0:00

>> In this module, we are going to talk about nonlinear optimization.

We will review unconstrained optimization, and then briefly talk about constrained

optimization and in particular, Lagrangian relaxation and its two applications.

One on some utility maximization problem and another one on a mean-variance

portfolio selection problem. Let's start with unconstrained nonlinear

optimization. What does unconstrained mean?

It means that I'm allowed to choose any vector that I like to try to minimize a

function. To keep everything general, we will assume

that I've got a function f of x, and what is x?

X is a vector, in Rn. It's a vector with n different components.

It's a unconstrained problem so I can minimize my f of x, the function, over the

entire space. It turns out that for non-linear

optimization, we have to differentiate between two kinds of minimum problems.

Ordinarily, we just want to find a vector x which takes the minimum possible value.

So, here's a picture. I've got a one-dimensional function.

Here's my x, here's my function f of x.
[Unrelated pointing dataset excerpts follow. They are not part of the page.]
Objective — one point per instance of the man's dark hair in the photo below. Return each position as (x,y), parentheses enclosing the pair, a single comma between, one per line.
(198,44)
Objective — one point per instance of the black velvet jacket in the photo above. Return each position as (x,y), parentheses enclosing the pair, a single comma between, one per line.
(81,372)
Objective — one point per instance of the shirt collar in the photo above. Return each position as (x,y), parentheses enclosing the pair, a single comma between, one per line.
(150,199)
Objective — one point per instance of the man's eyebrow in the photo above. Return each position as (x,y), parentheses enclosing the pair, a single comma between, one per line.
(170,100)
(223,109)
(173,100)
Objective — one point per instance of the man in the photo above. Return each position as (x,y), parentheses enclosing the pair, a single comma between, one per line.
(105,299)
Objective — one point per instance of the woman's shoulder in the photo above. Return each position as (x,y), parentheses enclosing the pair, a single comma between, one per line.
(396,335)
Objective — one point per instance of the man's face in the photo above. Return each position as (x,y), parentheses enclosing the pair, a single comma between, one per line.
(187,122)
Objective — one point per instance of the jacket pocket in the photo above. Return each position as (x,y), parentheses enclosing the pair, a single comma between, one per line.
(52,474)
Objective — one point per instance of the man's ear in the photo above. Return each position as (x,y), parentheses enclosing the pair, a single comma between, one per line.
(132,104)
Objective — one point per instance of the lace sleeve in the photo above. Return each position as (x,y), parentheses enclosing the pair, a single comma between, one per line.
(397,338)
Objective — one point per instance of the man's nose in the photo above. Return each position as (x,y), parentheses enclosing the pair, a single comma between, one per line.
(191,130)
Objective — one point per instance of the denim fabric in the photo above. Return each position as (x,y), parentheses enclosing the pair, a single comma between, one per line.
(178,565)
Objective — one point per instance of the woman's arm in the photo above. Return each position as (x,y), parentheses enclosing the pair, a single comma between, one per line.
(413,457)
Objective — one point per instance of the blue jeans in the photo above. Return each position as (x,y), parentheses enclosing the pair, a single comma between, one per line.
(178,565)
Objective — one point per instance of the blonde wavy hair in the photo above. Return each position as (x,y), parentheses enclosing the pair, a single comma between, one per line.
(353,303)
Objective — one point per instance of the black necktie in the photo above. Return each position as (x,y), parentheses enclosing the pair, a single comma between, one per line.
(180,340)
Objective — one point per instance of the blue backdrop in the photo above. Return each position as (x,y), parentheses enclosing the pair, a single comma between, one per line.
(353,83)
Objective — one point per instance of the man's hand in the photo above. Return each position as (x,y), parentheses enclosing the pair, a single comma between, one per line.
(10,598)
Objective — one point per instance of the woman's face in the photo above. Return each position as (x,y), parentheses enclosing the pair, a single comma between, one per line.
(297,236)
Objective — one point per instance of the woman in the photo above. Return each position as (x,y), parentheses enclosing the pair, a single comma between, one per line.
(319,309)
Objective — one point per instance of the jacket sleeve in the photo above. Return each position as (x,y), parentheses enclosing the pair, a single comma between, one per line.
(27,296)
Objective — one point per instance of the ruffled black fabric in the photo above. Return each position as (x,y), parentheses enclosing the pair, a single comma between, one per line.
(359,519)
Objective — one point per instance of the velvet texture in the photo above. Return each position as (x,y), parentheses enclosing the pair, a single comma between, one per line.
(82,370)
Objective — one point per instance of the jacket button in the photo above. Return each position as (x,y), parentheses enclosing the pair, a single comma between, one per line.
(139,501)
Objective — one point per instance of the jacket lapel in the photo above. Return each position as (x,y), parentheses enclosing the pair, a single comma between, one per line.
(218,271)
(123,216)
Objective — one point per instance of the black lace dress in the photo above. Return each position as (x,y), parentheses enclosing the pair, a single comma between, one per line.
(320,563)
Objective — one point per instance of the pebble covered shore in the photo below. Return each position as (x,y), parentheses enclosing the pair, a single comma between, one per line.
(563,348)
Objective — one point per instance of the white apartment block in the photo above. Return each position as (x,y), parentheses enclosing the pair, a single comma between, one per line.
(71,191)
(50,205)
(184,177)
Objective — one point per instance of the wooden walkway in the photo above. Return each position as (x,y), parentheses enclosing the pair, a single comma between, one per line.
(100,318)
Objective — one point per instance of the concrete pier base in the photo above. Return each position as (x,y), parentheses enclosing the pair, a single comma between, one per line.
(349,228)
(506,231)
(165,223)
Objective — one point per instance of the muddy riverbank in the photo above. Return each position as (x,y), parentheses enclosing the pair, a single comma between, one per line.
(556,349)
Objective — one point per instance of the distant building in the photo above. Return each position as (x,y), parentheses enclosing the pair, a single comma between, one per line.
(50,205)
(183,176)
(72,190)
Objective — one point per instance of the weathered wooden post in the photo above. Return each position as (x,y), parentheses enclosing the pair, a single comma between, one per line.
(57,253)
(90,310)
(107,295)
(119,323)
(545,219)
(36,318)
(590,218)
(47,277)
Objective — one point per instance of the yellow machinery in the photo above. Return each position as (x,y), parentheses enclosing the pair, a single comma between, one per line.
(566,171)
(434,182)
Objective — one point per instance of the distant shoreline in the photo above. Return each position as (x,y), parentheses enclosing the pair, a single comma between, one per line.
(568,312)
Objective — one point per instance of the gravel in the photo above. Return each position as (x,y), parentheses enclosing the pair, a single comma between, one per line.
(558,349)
Now, when I'm trying to minimize this

function f of x, all I need is this point. This is my point x star the minimum.

It's the global minimum. It's the best point that I want in the

entire real line. But as we'll go through this lecture,

note, we will see that, when it comes down to nonlinear programming, we try to find

these points by looking at derivatives. By taking first derivative, which will

give me the gradient, or the second derivative, which will give me the Hessian

matrix. Derivatives, unfortunately, can look only

in the neighborhood of a point. They can't go look far away, because

derivatives are defined by taking limits of points coming arbitrarily close.

So, in order to be able to work with derivatives, we have to have another

notion, which is that of a local minimum. So, this point here is a local minimum.

Why is it a local minimum? Because if I just go in a neighborhood of

this point, if I look for points that live in this little interval around here, then

for this little local neighborhood, this point is actually optimum.

It is true that if I leave neighborhood I get other points that are better, x star

over here is a global optimum point. And therefore, that's better than this

local optimum point or at least as good as the local optimum point.

But within this interval, I can't get any other point.

So, for nonlinear optimization, we have this notion, two different notion.

Global optimum point, that's where we want to get to.

Local optimum point, which are locally optimum, that's what we can get because we

use derivatives. So now, we are going to describe what are

the conditions that we need in order to get a local minimum.

Remember, local means only in the neighborhood.

It means that these criteria are given by taking derivatives.

A point is a local minimum if the gradient at that point is going to be 0, meaning

that, what's a gradient? It's a vector, remember this function?

Is a function from Rn, meaning that it's got a vector x, which has n components.

Therefore, the gradient is simply the partial derivatives.

I take the function, I take the partial derivative with respect to the first

component, the partial derivative with respect to the second component, partial

derivative with respect to the nth component and stack it up as a vector.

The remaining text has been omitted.